The question is, how do we change this situation?
The moral compass of people also depends on culture, history and the
socio-economic situation.
In any society, there is a certain percentage of psychopaths and sociopaths
on the bell curve to different degrees of affliction. First of all, it is
governance, as laws have to protect people from these crimes and they
have to be enforced.
The other side of the coin comes from nurture. Positive parenting and
teaching is crucial to build self esteem and to reduce sociopathic
tendencies. Self esteem leads to personal responsibility that comes from
values and conscience.
Crucial Conversations
It is really true that it takes a village to raise a child.
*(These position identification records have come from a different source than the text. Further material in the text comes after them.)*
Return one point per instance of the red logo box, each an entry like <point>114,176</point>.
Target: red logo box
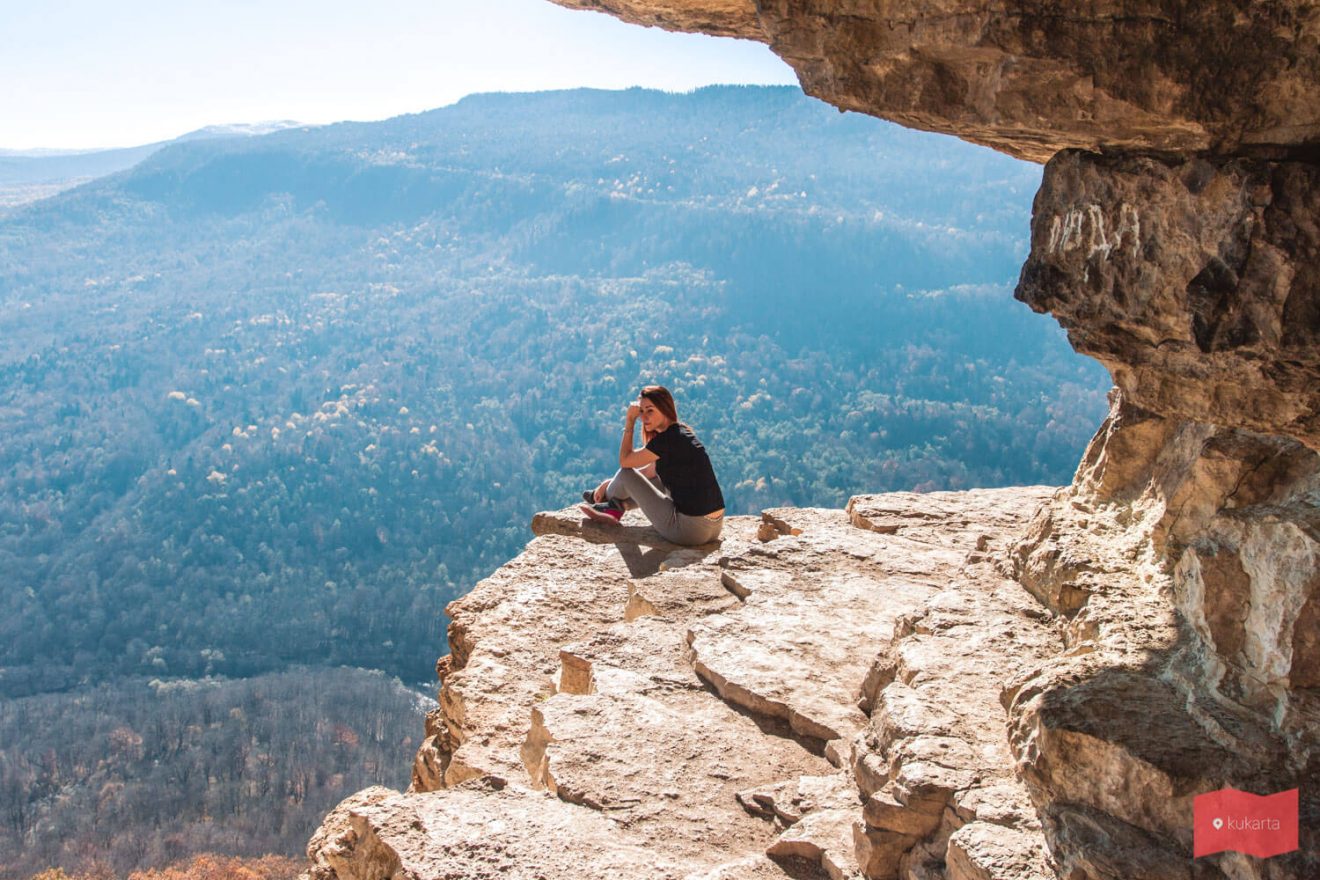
<point>1259,825</point>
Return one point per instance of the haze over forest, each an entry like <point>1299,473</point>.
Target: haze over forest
<point>268,403</point>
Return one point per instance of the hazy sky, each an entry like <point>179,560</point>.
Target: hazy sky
<point>97,73</point>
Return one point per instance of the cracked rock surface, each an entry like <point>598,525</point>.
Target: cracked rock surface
<point>768,706</point>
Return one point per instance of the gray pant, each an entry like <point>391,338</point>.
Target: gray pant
<point>634,490</point>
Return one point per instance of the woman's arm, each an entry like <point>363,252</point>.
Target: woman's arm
<point>630,457</point>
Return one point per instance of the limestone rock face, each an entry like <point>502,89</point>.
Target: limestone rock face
<point>1196,281</point>
<point>815,695</point>
<point>1032,78</point>
<point>1183,561</point>
<point>714,17</point>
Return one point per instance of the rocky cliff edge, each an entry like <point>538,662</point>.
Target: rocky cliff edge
<point>998,684</point>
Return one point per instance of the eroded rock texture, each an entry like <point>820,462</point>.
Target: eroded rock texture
<point>956,686</point>
<point>1196,281</point>
<point>816,695</point>
<point>1031,78</point>
<point>1183,561</point>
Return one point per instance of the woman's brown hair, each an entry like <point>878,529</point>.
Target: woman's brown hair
<point>663,400</point>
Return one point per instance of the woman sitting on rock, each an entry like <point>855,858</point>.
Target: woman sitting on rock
<point>669,478</point>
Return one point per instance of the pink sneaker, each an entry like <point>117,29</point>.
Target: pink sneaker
<point>607,512</point>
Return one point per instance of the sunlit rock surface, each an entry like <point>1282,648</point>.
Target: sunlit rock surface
<point>817,691</point>
<point>984,685</point>
<point>1195,281</point>
<point>1034,78</point>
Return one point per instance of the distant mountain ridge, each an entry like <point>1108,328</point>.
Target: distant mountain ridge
<point>54,165</point>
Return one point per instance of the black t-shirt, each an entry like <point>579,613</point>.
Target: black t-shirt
<point>685,470</point>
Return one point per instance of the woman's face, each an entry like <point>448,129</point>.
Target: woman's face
<point>652,420</point>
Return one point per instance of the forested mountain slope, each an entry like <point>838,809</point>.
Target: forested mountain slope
<point>275,400</point>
It is those conversations I had with my mother and even more with my
grandmother, about being a man of honour, about the importance of
respect, that I know became the voice of reason that tempered my
behaviour, to control my primal reptilian impulses in certain situations.
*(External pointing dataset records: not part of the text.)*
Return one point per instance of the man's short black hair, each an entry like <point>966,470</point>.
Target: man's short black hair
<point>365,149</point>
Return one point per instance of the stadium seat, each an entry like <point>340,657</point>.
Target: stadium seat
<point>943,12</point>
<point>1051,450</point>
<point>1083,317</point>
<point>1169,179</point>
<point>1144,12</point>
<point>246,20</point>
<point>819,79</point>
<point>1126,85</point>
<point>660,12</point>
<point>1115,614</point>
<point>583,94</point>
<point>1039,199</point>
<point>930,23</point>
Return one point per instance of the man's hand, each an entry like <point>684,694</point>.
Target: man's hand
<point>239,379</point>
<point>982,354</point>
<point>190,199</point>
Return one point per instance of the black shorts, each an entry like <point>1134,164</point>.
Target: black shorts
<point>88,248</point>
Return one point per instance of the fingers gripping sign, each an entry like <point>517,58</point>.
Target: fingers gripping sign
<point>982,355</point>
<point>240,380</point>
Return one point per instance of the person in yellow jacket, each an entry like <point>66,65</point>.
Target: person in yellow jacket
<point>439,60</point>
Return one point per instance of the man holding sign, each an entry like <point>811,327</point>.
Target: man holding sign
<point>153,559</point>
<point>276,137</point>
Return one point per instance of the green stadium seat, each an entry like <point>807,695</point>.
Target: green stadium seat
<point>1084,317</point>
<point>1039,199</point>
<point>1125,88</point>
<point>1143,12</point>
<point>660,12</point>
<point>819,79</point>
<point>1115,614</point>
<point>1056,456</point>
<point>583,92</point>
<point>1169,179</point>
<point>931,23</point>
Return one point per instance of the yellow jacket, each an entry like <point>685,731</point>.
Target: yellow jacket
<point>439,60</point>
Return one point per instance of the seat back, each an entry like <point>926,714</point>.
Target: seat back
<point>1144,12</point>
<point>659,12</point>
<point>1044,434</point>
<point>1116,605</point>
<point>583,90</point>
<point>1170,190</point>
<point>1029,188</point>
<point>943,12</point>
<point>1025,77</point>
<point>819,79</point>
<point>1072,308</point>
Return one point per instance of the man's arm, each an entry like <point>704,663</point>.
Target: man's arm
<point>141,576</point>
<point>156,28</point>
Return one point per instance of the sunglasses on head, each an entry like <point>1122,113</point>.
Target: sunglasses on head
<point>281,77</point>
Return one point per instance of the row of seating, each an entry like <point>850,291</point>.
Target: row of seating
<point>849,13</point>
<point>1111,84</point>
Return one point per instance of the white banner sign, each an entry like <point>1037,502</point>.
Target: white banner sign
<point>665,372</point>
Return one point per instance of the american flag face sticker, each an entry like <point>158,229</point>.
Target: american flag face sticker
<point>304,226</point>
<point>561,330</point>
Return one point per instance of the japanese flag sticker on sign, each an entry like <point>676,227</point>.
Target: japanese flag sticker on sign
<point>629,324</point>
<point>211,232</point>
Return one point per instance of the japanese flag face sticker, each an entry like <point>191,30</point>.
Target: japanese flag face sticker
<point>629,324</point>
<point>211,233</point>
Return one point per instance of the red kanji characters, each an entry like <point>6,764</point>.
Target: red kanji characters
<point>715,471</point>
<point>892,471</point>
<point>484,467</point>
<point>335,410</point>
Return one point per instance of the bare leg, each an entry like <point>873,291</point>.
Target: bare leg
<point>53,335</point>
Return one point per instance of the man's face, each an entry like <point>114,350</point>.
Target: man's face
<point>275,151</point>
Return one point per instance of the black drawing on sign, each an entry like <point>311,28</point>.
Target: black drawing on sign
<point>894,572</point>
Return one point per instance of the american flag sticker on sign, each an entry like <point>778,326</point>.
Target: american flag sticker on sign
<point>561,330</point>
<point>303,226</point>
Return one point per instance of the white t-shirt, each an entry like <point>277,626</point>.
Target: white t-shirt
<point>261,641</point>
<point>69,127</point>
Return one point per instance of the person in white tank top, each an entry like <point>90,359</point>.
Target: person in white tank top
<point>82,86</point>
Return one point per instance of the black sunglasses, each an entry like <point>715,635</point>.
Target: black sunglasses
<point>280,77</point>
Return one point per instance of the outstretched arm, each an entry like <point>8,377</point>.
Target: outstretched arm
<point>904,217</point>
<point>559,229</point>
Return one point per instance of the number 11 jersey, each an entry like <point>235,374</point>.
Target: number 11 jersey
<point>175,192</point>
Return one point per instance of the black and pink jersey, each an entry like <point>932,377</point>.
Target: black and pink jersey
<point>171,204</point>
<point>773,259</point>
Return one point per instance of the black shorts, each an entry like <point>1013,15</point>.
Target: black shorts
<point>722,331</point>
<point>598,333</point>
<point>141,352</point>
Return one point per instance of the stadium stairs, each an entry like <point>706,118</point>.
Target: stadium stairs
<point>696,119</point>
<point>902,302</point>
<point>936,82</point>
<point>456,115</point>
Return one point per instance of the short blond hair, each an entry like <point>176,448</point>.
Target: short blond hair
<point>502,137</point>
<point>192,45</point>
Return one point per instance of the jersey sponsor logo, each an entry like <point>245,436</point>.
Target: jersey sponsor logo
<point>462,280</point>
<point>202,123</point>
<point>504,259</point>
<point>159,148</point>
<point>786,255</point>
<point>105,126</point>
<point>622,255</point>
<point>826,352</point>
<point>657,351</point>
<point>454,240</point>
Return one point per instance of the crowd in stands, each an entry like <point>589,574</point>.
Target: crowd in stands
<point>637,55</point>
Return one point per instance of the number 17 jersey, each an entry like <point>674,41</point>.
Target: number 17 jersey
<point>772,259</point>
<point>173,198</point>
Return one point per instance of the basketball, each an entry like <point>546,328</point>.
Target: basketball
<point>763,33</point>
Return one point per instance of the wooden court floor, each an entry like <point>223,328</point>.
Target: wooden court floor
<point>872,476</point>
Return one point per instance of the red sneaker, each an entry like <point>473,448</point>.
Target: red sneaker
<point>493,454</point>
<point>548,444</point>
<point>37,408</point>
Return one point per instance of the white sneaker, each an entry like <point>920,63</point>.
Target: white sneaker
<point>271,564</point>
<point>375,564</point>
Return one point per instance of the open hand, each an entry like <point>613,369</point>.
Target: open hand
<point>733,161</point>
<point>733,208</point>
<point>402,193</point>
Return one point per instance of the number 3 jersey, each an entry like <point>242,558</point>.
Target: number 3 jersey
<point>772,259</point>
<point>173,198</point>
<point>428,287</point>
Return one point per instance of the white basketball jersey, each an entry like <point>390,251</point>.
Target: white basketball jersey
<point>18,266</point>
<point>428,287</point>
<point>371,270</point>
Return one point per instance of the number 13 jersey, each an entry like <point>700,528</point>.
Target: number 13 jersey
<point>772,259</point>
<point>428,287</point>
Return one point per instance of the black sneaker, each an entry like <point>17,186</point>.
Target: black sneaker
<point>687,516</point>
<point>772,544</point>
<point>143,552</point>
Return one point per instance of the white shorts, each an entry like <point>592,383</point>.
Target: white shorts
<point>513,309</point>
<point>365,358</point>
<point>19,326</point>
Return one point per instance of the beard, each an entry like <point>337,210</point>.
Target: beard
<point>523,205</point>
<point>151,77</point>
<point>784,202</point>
Gaining the space to think of the consequences, the bigger picture of how
my behaviour and actions impacted on others helped to bring some
rationality to highly emotional situations.
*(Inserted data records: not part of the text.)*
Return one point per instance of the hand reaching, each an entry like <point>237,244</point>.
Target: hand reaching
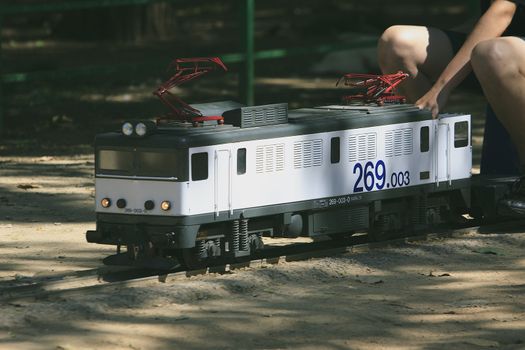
<point>433,100</point>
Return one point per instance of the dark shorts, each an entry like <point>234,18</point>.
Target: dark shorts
<point>457,39</point>
<point>498,154</point>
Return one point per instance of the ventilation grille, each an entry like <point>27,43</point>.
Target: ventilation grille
<point>399,142</point>
<point>249,117</point>
<point>307,154</point>
<point>269,158</point>
<point>362,147</point>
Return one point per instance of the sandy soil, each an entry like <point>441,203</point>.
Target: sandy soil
<point>460,293</point>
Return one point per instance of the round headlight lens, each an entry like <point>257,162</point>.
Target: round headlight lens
<point>141,129</point>
<point>105,202</point>
<point>149,205</point>
<point>165,205</point>
<point>127,128</point>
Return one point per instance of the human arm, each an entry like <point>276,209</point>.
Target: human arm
<point>491,25</point>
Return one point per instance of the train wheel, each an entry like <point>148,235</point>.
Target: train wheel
<point>191,260</point>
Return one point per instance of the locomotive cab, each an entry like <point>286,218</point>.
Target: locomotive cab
<point>212,190</point>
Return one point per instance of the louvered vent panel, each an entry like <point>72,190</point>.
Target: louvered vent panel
<point>297,155</point>
<point>407,141</point>
<point>269,158</point>
<point>362,147</point>
<point>318,152</point>
<point>308,153</point>
<point>259,159</point>
<point>253,116</point>
<point>352,149</point>
<point>399,142</point>
<point>279,157</point>
<point>371,146</point>
<point>389,144</point>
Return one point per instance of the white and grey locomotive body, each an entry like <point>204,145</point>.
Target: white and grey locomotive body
<point>213,190</point>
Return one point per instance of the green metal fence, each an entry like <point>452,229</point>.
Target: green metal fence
<point>246,54</point>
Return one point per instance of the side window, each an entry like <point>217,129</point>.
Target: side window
<point>199,166</point>
<point>241,161</point>
<point>461,134</point>
<point>424,137</point>
<point>335,150</point>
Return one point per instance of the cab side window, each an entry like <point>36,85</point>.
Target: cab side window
<point>241,161</point>
<point>461,134</point>
<point>424,137</point>
<point>199,166</point>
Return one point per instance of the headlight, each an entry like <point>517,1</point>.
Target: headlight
<point>141,129</point>
<point>105,202</point>
<point>165,205</point>
<point>127,129</point>
<point>149,205</point>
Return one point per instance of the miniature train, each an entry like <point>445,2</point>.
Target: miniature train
<point>211,190</point>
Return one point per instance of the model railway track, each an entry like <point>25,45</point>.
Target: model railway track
<point>79,282</point>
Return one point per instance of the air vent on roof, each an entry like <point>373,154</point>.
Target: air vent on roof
<point>249,117</point>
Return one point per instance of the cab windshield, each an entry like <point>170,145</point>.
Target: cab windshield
<point>148,163</point>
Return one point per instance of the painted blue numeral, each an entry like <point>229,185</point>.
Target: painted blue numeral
<point>369,175</point>
<point>380,174</point>
<point>358,168</point>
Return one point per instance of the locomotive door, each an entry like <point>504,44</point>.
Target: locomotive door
<point>222,191</point>
<point>442,155</point>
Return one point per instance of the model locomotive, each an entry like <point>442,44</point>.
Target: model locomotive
<point>174,189</point>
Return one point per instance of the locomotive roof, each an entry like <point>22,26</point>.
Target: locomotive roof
<point>301,121</point>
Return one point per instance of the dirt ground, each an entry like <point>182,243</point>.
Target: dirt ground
<point>460,293</point>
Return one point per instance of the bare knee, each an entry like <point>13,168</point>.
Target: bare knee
<point>494,58</point>
<point>396,48</point>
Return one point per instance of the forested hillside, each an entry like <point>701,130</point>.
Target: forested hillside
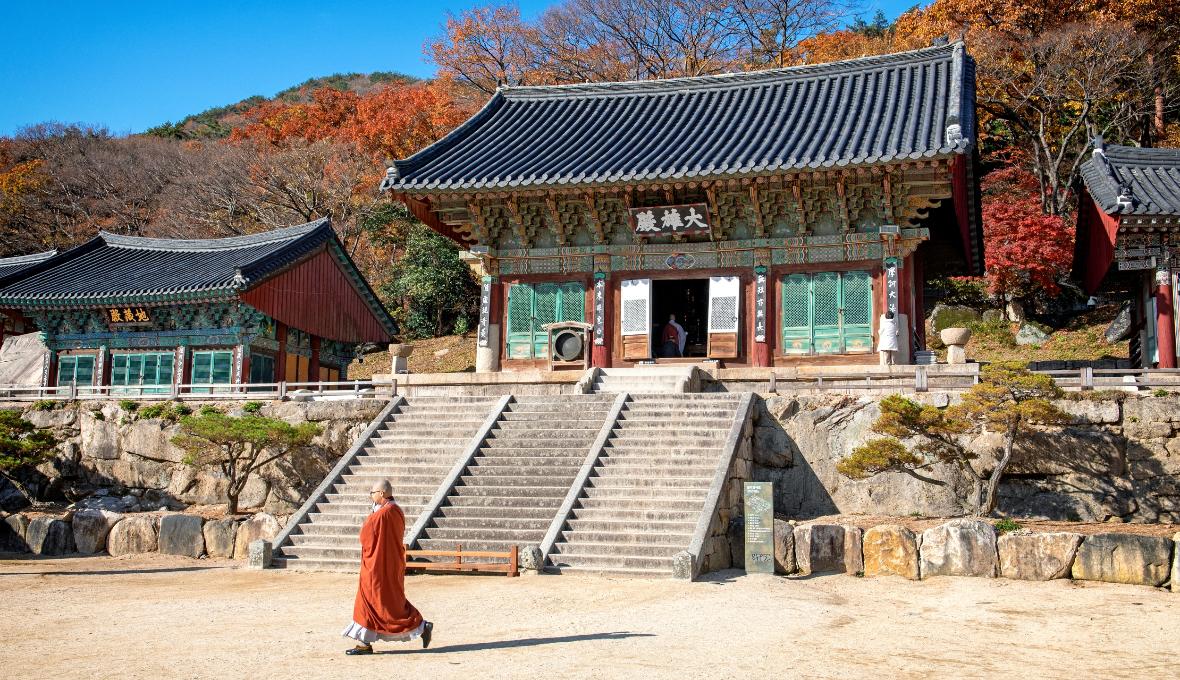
<point>1051,73</point>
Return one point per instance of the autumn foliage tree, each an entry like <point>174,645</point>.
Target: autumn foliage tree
<point>1026,252</point>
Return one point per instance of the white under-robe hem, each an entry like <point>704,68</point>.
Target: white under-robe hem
<point>362,634</point>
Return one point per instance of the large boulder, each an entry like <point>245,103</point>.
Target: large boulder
<point>951,316</point>
<point>1123,558</point>
<point>132,535</point>
<point>891,550</point>
<point>48,536</point>
<point>958,548</point>
<point>220,536</point>
<point>261,525</point>
<point>12,534</point>
<point>784,547</point>
<point>1037,556</point>
<point>91,529</point>
<point>182,535</point>
<point>99,437</point>
<point>819,548</point>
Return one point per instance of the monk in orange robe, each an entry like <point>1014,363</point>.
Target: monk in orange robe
<point>381,610</point>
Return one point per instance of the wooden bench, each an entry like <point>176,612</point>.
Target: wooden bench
<point>510,567</point>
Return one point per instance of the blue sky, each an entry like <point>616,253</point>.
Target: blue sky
<point>130,65</point>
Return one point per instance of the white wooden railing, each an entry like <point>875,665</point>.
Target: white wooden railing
<point>255,391</point>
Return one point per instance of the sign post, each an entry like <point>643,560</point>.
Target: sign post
<point>759,498</point>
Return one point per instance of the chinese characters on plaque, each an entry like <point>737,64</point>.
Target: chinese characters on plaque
<point>759,504</point>
<point>692,218</point>
<point>485,309</point>
<point>600,309</point>
<point>891,286</point>
<point>760,305</point>
<point>128,316</point>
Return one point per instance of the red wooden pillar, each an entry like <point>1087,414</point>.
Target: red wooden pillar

That is why I believe we have to go back to those basics. We have to catch
abhorrent behaviour at a young age. Parents are best placed to notice and
correct behaviour patterns and next come the school and then the
community the neighbours and our spiritual guides.
However, there has to be a framework for a positive society in place that
respects man and woman alike as distinct partners. If mothers and
grandmothers and other female elders, siblings, friends are to have an
influence on young men, society has to respect women and this should be
reflected in the media. Only then can the significant women in our lives
influence us as sons, grandsons, nephews and brothers, husbands, fathers
to respect ourselves first, so we can respect the women in our lives to
form our true partnerships to make this world a better place.
Riane Eisler, in her book Chalice and the Blade says we live in an exciting,
dangerous time in which we can overthrow our hierarchically controlled
patriarchal system and replace it with a technologically advanced model of
the partnership system in which both genders work together to emphasize
the nurturing side of life.
The only way to make that happen is to make movies like Silence in the
Courts and Finding Dawn mainstream so more and more people can have
these crucial and important conversations.